B.J's. Birds with a fear of hands.

These birds panic at the mere sight of a hand entering their cage. To prevent further upset the preferred type of both water & seed containers should be of the type, which can be refilled without opening the cage door. In the cage provide a basic seed mix, water, iodine block & cuttlebone. 

All the other foods birds enjoy, ie, fruit, veg, hard boiled egg, nuts, biscuit etc, are used as treat foods. The birds should be fed the treat foods in small portions through the bars of the cage, with the aid a pair of tweezers or chopsticks to protect your fingers. 
Change the type of treat at each feed so your birds gets a good mix every day. The smaller the treat portions, the more often the treat feed visits & your arrival means nice things to eat. 
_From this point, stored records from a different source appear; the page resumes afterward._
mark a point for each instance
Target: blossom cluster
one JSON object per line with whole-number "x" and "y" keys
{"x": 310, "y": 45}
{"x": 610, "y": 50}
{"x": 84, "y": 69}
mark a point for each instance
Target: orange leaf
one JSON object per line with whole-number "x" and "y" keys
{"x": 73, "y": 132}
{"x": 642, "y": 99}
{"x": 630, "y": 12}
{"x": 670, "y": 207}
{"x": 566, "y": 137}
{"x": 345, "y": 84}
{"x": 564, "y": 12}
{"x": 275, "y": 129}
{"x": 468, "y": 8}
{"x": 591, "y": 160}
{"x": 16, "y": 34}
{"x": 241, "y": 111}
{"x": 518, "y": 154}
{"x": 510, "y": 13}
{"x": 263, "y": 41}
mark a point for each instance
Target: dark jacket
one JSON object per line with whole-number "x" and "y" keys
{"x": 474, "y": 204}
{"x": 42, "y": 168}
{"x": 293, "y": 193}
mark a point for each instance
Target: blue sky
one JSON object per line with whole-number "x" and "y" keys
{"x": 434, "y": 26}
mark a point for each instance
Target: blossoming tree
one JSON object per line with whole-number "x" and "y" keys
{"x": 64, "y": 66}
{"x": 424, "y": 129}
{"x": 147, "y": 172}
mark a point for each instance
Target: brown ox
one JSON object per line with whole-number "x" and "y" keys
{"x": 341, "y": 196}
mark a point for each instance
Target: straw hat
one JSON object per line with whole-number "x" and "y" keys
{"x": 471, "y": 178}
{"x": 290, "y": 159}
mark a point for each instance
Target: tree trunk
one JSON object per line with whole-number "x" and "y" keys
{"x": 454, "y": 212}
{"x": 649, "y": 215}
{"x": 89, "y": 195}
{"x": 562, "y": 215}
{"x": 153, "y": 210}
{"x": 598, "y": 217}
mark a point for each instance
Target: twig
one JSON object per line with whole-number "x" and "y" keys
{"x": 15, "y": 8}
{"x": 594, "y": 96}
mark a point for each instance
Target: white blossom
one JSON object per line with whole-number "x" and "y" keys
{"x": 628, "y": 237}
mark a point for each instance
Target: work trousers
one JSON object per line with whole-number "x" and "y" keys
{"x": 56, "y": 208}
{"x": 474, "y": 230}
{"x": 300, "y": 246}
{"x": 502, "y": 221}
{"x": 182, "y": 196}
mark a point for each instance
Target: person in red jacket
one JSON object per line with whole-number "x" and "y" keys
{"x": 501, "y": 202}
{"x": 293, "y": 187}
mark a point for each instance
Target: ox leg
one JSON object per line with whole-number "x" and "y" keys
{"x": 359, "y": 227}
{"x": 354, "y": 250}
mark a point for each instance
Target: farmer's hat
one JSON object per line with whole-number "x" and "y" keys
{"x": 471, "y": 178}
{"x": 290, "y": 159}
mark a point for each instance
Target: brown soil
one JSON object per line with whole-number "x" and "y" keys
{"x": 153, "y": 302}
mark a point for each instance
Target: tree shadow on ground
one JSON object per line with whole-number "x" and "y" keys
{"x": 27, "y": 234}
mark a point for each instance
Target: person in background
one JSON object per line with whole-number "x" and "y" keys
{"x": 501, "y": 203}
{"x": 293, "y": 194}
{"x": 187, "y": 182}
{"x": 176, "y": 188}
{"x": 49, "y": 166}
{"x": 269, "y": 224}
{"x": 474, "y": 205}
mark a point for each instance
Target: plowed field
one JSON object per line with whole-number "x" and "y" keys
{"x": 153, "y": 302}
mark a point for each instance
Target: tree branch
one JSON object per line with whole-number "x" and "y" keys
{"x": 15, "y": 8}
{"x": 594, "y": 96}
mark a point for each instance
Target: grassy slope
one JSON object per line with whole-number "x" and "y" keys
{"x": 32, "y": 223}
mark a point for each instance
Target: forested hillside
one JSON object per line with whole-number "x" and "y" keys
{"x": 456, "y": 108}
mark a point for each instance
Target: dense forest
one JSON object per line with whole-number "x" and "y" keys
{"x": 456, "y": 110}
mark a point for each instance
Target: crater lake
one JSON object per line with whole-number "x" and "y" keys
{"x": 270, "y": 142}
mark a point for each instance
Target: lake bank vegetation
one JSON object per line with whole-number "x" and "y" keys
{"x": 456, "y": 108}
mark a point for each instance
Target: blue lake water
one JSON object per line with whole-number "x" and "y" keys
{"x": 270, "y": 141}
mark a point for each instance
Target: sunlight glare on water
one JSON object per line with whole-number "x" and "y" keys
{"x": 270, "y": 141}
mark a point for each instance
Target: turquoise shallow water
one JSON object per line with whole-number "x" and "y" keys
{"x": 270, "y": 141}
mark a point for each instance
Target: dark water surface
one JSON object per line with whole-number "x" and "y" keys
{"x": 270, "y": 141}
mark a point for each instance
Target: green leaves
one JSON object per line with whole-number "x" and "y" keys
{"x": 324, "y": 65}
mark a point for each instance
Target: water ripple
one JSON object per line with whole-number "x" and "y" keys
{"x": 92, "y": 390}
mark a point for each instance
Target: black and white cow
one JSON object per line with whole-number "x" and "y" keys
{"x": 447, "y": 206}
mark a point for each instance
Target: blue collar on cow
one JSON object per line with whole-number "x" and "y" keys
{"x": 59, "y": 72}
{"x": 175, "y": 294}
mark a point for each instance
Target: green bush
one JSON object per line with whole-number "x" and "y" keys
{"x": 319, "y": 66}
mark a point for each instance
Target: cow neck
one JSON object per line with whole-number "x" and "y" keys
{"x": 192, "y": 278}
As the birds gets used to being fed treat foods this way, very gradually over the next few days. 
Move your fingers closer to the treat food as you slowly build up a bond of trust between you.
If any of your birds shies away or attempt to bite, remove the treat food until they settle down & move your fingers further back up the tweezers, away from the food before you re-offer the treat, do this as many times as it takes. 

Don't allow yourself to get impatient or even mildly annoyed your birds will sense this & will react accordingly. This treatment reinforces the fact that, you supply the goodies so you dictate the terms of your relationship.
A step in any training program takes as long as it takes. 
Expect a few set backs, birds like people, have good & bad days. Don't be in a hurry, only when your birds are happy to eat from your fingertips through the bars for several days, are you ready to move on to the next step .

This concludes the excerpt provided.